From Curtis Stone What's For Dinner?
Prep time: 15 minutes
Baking time: 13-15 minutes
Cooling time: 10 minutes
Makes 18 and you can freeze the dough to make part of the batch later!
2 cups all purpose flour
1 tsp baking soda
2 sticks (1/2 lb/227 g) unsalted butter, at room temperature
1 cup granulated sugar
3/4 cup light brown sugar, packed
2 tsp vanilla extract
3/4 tsp fine sea salt
2 large eggs
12 oz bittersweet chocolate (60% cacao), coarsely chopped into chunks
2 cups pecan halves, toasted. NOTE: next time I'll coarsely chop them before adding to the batter)
1. Position the racks to top third and center of the oven . Preheat the oven to 375F/190C. Line 2 large rimmed cookie sheets with parchment paper.
2. In a small bowl whisk the flour and baking soda and set aside
3. Using a large bowl and electric mixer (I used my stand mixer, because beating for 4 minutes is easier when the machine does all the work with the occasional scraping), beat the butter, sugars vanilla and salt at medium high speed until creamy. One at a time add the eggs, beating well after each. Reduce speed to low and add the flour until well combined. Add the chocolate and pecans and mix to incorporate.

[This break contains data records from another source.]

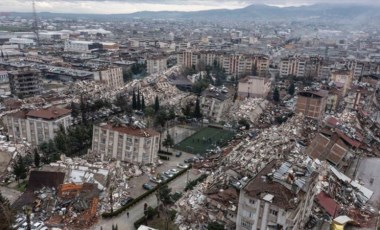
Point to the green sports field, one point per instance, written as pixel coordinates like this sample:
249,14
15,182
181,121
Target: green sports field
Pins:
204,139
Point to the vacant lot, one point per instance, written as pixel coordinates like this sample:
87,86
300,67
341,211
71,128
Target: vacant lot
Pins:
204,139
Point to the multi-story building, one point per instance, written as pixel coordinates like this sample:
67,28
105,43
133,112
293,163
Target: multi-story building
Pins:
214,104
156,64
342,78
125,142
36,126
25,83
236,65
187,59
252,87
88,46
112,77
312,104
280,196
5,89
293,66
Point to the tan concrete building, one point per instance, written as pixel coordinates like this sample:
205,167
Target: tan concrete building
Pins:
277,198
125,143
342,78
36,126
187,59
312,104
253,87
112,77
156,64
25,83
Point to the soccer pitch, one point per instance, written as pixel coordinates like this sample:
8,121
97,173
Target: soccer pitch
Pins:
204,139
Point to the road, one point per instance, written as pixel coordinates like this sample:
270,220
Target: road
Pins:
137,211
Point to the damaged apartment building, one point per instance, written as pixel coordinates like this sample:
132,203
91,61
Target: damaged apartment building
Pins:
280,196
126,142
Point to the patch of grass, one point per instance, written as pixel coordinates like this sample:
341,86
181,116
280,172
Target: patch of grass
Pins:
204,139
21,186
159,223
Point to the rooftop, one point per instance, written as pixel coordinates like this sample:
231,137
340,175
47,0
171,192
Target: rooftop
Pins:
48,114
280,188
130,130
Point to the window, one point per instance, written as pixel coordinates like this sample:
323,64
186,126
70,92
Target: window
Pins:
273,212
246,225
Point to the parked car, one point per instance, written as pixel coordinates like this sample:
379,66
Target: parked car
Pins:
190,160
155,180
163,177
18,222
37,226
182,166
168,174
148,186
126,201
174,171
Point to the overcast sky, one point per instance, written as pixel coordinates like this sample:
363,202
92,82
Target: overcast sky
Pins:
129,6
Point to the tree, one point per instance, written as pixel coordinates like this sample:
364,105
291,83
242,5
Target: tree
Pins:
291,88
19,169
197,110
142,103
168,142
37,158
156,104
134,102
7,214
215,226
244,122
161,118
111,199
276,95
138,101
74,110
122,102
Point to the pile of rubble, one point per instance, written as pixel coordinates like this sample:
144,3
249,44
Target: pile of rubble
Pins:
249,108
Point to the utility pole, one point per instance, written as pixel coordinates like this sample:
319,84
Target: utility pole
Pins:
35,24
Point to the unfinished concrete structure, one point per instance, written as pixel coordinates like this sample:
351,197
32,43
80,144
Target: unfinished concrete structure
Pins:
312,104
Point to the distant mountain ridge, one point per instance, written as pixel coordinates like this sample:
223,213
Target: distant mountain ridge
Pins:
330,12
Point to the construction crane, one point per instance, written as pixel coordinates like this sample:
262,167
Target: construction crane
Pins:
35,24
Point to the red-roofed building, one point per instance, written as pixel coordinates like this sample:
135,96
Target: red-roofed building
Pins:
36,126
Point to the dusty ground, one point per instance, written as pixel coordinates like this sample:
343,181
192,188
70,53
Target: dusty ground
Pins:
5,158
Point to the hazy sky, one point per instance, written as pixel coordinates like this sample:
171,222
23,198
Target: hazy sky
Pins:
129,6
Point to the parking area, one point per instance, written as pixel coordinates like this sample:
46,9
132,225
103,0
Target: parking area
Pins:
136,183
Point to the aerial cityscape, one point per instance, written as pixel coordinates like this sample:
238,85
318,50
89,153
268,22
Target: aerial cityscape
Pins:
189,115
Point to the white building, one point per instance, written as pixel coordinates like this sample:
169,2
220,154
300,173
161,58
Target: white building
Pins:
253,87
280,196
293,66
112,77
5,89
156,64
126,143
36,126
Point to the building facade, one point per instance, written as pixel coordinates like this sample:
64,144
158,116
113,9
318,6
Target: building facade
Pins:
125,143
312,104
25,83
112,77
156,64
253,87
5,89
36,126
276,198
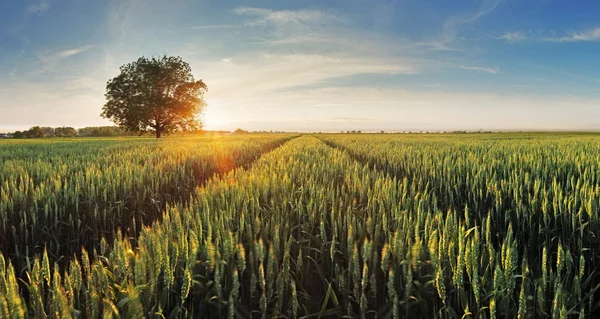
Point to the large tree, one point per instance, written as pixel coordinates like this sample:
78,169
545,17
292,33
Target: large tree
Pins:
159,95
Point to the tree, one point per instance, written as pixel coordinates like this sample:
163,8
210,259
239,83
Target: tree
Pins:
155,94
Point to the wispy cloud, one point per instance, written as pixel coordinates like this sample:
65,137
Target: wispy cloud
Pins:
307,16
46,57
39,7
587,35
215,26
480,69
450,29
513,37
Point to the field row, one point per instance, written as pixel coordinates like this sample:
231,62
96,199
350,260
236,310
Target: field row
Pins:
60,196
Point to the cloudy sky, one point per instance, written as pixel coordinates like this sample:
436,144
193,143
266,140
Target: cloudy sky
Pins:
314,65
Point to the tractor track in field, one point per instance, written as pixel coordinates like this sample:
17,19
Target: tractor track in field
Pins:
131,229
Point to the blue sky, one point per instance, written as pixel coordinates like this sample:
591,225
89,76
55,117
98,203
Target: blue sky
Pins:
314,65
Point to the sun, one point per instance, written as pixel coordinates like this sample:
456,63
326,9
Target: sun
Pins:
216,117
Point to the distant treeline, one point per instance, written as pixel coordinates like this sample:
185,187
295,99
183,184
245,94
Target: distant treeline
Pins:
44,131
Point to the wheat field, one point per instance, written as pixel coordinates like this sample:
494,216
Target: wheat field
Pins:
301,226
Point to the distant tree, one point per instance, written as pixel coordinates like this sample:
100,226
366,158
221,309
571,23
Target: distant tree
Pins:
65,132
155,94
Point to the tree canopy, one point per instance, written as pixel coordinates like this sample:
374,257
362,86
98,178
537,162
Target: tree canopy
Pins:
155,94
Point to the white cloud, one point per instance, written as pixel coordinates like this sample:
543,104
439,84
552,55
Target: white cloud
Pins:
42,6
215,26
513,37
264,73
46,56
588,35
481,69
266,16
448,38
228,61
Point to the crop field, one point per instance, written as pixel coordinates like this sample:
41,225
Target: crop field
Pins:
301,226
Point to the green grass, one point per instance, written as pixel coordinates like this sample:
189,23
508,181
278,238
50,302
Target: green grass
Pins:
364,225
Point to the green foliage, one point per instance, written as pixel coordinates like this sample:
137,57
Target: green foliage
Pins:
155,94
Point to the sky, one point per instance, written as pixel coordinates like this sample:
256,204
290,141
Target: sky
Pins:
314,65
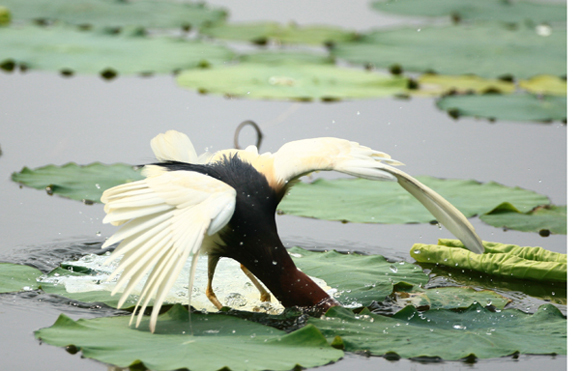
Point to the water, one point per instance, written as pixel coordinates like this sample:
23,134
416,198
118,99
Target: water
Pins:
45,118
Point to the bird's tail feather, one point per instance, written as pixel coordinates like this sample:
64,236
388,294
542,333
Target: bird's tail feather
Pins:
442,210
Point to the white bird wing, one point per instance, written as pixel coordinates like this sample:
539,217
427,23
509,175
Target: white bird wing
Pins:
304,156
165,219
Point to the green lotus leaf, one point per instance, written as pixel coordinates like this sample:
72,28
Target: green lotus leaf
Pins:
265,32
17,277
117,13
489,50
192,341
451,298
434,85
68,50
367,201
488,10
545,84
511,261
542,219
358,279
302,82
448,335
77,182
286,57
516,107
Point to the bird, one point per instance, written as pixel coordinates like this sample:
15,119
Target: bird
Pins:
223,204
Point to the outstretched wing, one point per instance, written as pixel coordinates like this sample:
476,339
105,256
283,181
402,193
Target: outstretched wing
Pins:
165,218
304,156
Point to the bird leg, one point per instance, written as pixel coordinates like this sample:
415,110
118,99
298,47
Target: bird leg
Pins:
264,295
211,265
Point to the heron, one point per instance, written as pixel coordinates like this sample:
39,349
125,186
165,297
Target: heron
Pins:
223,204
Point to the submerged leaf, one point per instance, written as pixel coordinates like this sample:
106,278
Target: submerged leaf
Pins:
77,182
543,219
118,13
367,201
516,107
358,279
17,277
68,50
302,82
265,32
487,50
488,10
446,334
193,341
511,261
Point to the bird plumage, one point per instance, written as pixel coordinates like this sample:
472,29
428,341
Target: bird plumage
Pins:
224,204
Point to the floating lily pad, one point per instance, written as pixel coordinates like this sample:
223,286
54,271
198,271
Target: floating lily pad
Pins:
192,341
511,261
271,32
303,82
117,13
358,279
78,182
451,298
488,10
71,51
516,107
487,50
432,84
542,219
446,334
545,84
16,277
367,201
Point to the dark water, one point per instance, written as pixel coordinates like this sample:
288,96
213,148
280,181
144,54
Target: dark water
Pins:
48,119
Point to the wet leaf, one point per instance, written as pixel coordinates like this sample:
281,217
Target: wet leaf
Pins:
117,13
451,298
271,32
358,279
431,84
77,182
487,50
17,277
545,84
516,107
302,82
550,218
71,51
367,201
192,341
446,334
474,10
511,261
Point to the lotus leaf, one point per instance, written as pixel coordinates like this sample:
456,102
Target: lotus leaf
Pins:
489,10
358,279
264,32
303,82
542,219
446,334
192,341
68,50
511,261
432,84
367,201
487,50
516,107
545,84
17,277
451,298
78,182
117,13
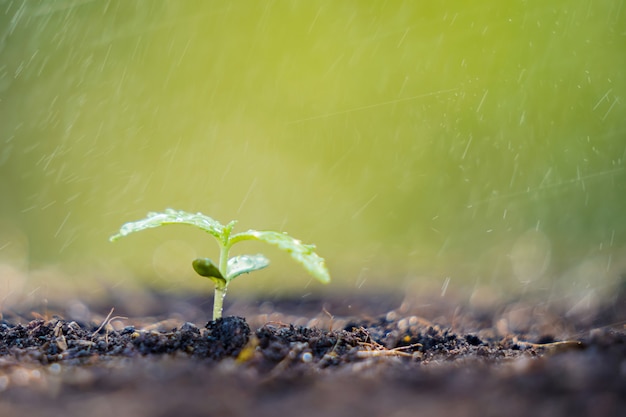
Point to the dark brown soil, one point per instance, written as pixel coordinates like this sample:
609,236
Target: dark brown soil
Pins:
368,356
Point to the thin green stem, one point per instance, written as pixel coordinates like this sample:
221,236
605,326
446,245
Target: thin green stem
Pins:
220,289
218,301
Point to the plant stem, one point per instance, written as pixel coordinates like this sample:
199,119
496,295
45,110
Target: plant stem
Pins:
220,289
218,301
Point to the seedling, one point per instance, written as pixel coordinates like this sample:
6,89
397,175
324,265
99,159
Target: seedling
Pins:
228,269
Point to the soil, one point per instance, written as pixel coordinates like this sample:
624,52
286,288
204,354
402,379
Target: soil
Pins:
361,356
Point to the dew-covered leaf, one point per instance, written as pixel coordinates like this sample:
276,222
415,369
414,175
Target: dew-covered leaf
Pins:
245,263
171,216
206,268
302,253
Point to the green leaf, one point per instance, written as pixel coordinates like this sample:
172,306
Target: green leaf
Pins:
243,264
299,251
171,216
206,268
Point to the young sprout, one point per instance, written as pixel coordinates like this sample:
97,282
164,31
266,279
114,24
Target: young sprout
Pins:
227,268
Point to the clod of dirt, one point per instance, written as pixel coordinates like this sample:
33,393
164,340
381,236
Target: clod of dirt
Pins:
227,336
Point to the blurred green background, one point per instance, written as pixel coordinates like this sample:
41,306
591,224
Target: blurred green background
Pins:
461,144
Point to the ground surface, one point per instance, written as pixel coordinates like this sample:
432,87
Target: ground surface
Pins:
367,356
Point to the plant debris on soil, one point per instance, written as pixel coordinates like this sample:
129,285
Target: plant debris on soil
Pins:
432,356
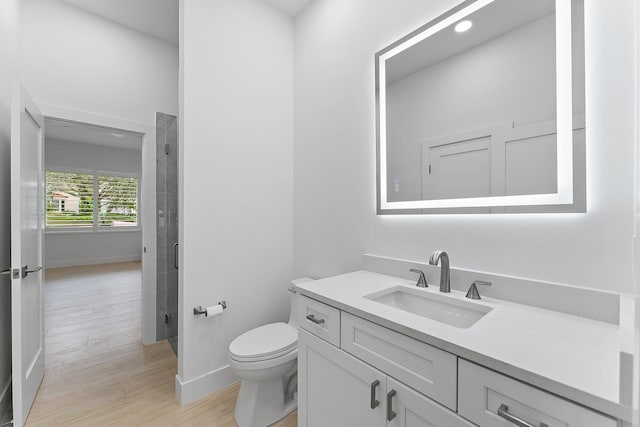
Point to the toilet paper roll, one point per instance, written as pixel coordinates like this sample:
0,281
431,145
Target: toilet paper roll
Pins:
214,310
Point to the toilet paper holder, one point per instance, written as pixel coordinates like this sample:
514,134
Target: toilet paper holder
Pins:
198,310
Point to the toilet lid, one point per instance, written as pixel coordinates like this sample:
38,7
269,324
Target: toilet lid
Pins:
273,339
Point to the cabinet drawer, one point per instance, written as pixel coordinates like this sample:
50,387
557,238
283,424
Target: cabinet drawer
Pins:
484,392
427,369
320,319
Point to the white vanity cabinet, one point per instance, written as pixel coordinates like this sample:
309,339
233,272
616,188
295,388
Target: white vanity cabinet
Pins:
370,375
336,389
491,399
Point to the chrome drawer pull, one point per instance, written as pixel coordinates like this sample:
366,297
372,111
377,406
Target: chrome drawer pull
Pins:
391,414
503,412
312,318
374,403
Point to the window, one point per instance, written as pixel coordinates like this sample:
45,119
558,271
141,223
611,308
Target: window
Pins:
118,201
90,201
69,200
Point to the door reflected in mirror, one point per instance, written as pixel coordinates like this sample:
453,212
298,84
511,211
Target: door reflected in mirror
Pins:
468,116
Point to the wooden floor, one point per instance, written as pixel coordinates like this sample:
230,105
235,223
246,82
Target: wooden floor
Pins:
98,373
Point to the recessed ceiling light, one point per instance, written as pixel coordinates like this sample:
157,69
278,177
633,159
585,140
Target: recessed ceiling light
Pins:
463,26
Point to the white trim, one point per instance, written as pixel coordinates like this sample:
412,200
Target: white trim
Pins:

4. Scoop 1/3 cup cookie dough (I use a regular ice cream scoop for consistency) and only place 6 cookies per sheet leaving lots of room between them as the cookies will spread during baking. (NOTE: the cookies are huge, so next time I think I'll make twice as many, but small scoops).
Shaped cookie dough can be frozen for when the next cookie craving comes along. You can bake them direct from the freezer. They just might take a few minutes longer.
5. Bake cookies, switching the tray positions halfway, for about 13 minutes or until the edges and tops are golden but the centers are still soft and moist.
6. Remove from the oven and allow to rest on the cookie sheets for 5 minutes before transferring to wire rack to continue cooling.
If you are baking the entire batch, make sure the cookie sheets are completely cool before baking the second batch.